Ann Arbor (Informed Comment) – The sea level along the US coastline in the lower 48 will rise as much in just the next 30 years as it had the century before our own moment (1920-2020), which is to say, nearly a foot or a third of a meter. That is the takeaway from the just-released National Oceanic and Atmospheric Administration report, “Global and Regional Sea Level Rise Scenarios for the United States.”
A one-foot rise in sea level is a little abstract, but let’s just say that such a rise doesn’t only flood really low-lying coastal properties that are more or less at sea level (or beneath it, as some of New Orleans is). A higher sea level allows for higher storm surges.
Here’s what an eyewitness, Captain Jonathan Boulware, executive director of the South Street Seaport Museum, wrote about Hurricane Sandy’s effect on Lower Manhattan in 2012: “The thing that was amazing to me was the flooding happened so quickly. It came with a fierceness that I was quite taken by. The water near our doors climbed over 7 feet. My most vivid memory was seeing cars float down South Street.”
Another wrote, “It was more of a giant rush of water. It wasn’t pouring rain. It was more the movement and the velocity of the ocean. It was like Niagara Falls becoming horizontal. A surfer could have surfed all the way to Rockaway Beach Blvd.”
Hurricane Sandy in 2012 was able to breach the sea wall and flood lower Manhattan in part because sea level had risen by nearly a foot in the previous century, so that the city confronted unprecedented 12-foot tall waves. The flooding killed dozens of New Yorkers and caused billions in damage. New York now plans a massive 16-foot-tall sea wall, but critics worry that if the seas go on rising, even that will not be enough.
The study found that the East Coast and the Gulf Coast will face a greater rise in levels than the Pacific Coast (the oceans are not smooth).
Sandy-type events will become more frequent. The authors write that the rise in sea levels “will cause tide and storm surge heights to increase” over the next 30 years. Major and moderate high tide floods, they foresee, will become as common as moderate and minor high tide floods are today. The whole “coastal flood regime” is going to be stepped up. The authors gravely warn us, “Without additional risk-reduction measures, U.S. coastal infrastructure, communities, and ecosystems will face significant consequences.”
The dilemmas this enormous sea level rise will create can be seen in Miami Beach, which already sees annual flooding. Since the roads were being inundated, the city raised them by a foot.
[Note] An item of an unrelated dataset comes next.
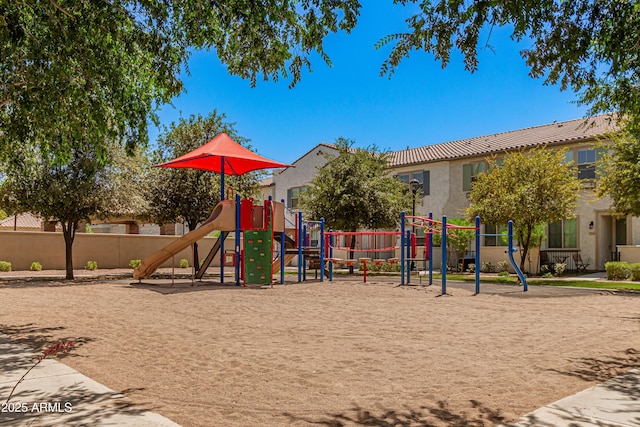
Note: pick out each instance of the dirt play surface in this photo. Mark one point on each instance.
(339, 353)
But that caused run-off to flood the homes along the street, leading residents to sue the municipality. Florida’s subsoil is porous limestone, so that sea water not only crashes in on the shore but percolates up from below. Miami Beach and Miami do not therefore even have the option of trying to build a tall sea wall to deal with rising levels.
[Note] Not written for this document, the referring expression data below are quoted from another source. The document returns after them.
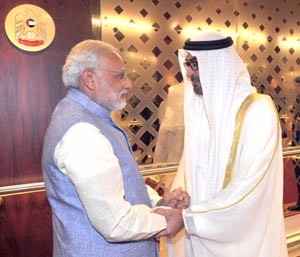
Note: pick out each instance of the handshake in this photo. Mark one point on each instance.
(177, 200)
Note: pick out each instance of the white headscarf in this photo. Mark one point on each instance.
(210, 119)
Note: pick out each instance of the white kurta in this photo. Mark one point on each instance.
(245, 218)
(87, 158)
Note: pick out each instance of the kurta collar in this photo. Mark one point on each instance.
(88, 103)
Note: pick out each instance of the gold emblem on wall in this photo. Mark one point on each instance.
(29, 27)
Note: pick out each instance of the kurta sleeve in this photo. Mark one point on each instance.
(233, 211)
(87, 158)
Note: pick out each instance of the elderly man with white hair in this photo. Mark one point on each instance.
(232, 161)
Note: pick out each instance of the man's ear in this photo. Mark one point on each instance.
(88, 79)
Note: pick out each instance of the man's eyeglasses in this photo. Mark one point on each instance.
(121, 75)
(193, 64)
Zillow and Climate Central did a study a couple of years ago on cities where there has been a lot of building in coastal flood zones since 2010. Ocean City, New Jersey, Charleston, S.C., and Virginia Beach and Norfolk in Virginia were among the municipalities most at risk by those criteria.
NOAA provides a sea level rise viewer, into which you can put various values. I chose “1 foot,” and this is what the map of the US looked like under that scenario. You’re looking thirty years into the future, which isn’t that far away. Thirty years ago Bill Clinton was in the second year of his presidency.
The authors caution us that how bad this situation gets and how quickly depends on how much carbon dioxide we burn in the coming years. They are clearly terrified that we’ll go on the way we are now, and say if we do that the sea level rise could be as much as 7 feet by 2100.
The seas are rising because we are burning coal, gasoline and methane gas for electricity, heating and transportation, which releases heat-trapping carbon dioxide into our atmosphere. The earth is heated by the rays of the sun, and a lot of that heat used to radiate back out into space. Carbon dioxide and methane keep the heat on earth and don’t let it escape as easily. Just as your stew heats faster in a pressure cooker, our burning of fossil fuels is making the earth’s atmosphere into a pressure cooker.
All this makes the seas rise for several reasons. For one thing, hot water has more volume than cold water, so the oceans are expanding as they warm. For another, we are melting the Arctic and Antarctic ice sheets, which had been over land and which restrain enormous land-based glaciers. As those terrestrial ice sheets fall in, and release ginormous glaciers to plop in, the melting ice causes the sea level to shoot up. The last time there was this much carbon dioxide in the atmosphere, sea levels were 65 feet higher than they are now.
Warmer seas produce more intense hurricanes and cyclones, which feed on warm water, and warm water evaporates more quickly, which causes the hurricanes to dump more fierce rainfall when they land, so storm surges become more common, and they start from a higher level.